AirScope is a chatbot that provides Air Travel Information based on Natural Language Processing. It predicts the user's intent and extracts the named entities and returns the flight information that meets the requirements.
We collected data from the kaggle site (https://www.kaggle.com/siddhadev/atis-dataset-clean) and did some manual work to change the intent into intents we use.
The size of fasttext is too big, run generate_model.ipynb file inside fasttext folder under IntentClassifier for fasttext files.
This is the first model of the two intent classifiers we built. When the user types in a sentence, this model returns either flight or noflight. Both the MNB model and LSTM model uses the same data for training which is train_flight_noflight.csv file.
We used CountVectorizer and TfIdfTransformer provided by sklearn library to embed english text.
We used pretrained FastText model which we downloaded from the FastText page (https://fasttext.cc/docs/en/crawl-vectors.html)
This is the second model of the two intent classifiers we built. The Model predicts the detailed intent from the four intents we used to train the model which are flight(depart, arriving location, time), flight + cost, flight + airline, flight + cost + airline.
We used pretrained FastText model which we downloaded from the FastText page (https://fasttext.cc/docs/en/crawl-vectors.html).
We refered to the wikidocs page ( https://wikidocs.net/34156 ) for implementing the main training code and used atis data collected from the kaggle site.
We implemented our chatbot on telegram application and used telepot(telegram api) which is a python library.
We refered to the Norvig method code from a site(http://theyearlyprophet.com/spell-correct.html).

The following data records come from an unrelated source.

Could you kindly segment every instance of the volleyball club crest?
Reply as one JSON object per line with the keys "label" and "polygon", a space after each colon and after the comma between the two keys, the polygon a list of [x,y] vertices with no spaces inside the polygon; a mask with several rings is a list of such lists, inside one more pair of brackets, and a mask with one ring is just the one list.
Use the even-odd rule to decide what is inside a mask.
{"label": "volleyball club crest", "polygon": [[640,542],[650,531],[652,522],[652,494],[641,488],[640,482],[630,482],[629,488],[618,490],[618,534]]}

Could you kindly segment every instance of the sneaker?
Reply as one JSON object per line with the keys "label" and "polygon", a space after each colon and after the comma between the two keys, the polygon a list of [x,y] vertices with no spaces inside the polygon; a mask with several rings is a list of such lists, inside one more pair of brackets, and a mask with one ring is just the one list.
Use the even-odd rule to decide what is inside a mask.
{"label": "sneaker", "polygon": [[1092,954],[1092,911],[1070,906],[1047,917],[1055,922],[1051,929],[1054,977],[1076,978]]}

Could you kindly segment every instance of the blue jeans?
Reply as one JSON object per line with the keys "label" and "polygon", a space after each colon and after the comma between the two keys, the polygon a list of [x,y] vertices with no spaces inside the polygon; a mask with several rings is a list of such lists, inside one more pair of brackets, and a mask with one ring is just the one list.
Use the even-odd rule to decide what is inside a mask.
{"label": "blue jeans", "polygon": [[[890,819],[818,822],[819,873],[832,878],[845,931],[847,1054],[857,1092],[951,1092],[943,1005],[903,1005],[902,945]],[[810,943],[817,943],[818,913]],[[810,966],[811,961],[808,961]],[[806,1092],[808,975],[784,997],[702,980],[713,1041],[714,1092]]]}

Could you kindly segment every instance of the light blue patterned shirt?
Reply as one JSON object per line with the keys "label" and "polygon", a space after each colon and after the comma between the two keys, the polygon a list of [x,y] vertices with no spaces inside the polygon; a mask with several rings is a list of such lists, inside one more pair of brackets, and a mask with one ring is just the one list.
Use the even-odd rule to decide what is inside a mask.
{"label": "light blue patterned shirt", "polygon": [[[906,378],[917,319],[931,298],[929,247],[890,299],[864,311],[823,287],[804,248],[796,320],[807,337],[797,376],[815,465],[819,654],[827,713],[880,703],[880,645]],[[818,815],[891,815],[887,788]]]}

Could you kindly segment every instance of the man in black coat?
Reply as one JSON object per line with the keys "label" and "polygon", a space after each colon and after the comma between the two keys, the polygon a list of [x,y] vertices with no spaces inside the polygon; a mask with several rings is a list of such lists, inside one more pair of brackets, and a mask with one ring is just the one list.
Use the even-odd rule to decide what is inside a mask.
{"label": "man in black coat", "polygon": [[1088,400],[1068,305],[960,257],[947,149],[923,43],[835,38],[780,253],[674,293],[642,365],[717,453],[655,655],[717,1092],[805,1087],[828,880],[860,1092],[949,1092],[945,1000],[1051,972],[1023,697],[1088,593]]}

We used two models we built earlier. If the first model returns noflight, the chatbot notifies the user that the chatbot can't handle the question. If the first model returns flight, the second model predicts the detailed intent.
We use the BiLSTM-CRF model we built earlier. First, the model tags each tokens and returns it as a dataFrame. Then the get_element method extracts the key elements that are needed for building SQL query. There is also ellipsis function which handles additional input.
Using the SQL query built based on the intent from get_intent file and the elements from get_tag file, the chatbot gets the flight information from the database which we manually built based on search results from Google and the Skyscanner page(https://www.skyscanner.co.kr/?ksh_id=_k_CjwKCAiAxMLvBRBNEiwAKhr-nPHZ1M-7glQCwXn7nJygeVHS69Ulcc0CI4gxCd73vpMRpMxznEDbjxoCAsMQAvD_BwE_k_&associateID=SEM_GGT_00065_00021&utm_source=google&utm_medium=cpc&utm_campaign=KR-Travel-Search-Brand-Pure-Exact&utm_term=skyscanner&kpid=google_6464657269_76880054785_379362472269_kwd-400074527_c_&gclid=CjwKCAiAxMLvBRBNEiwAKhr-nPHZ1M-7glQCwXn7nJygeVHS69Ulcc0CI4gxCd73vpMRpMxznEDbjxoCAsMQAvD_BwE).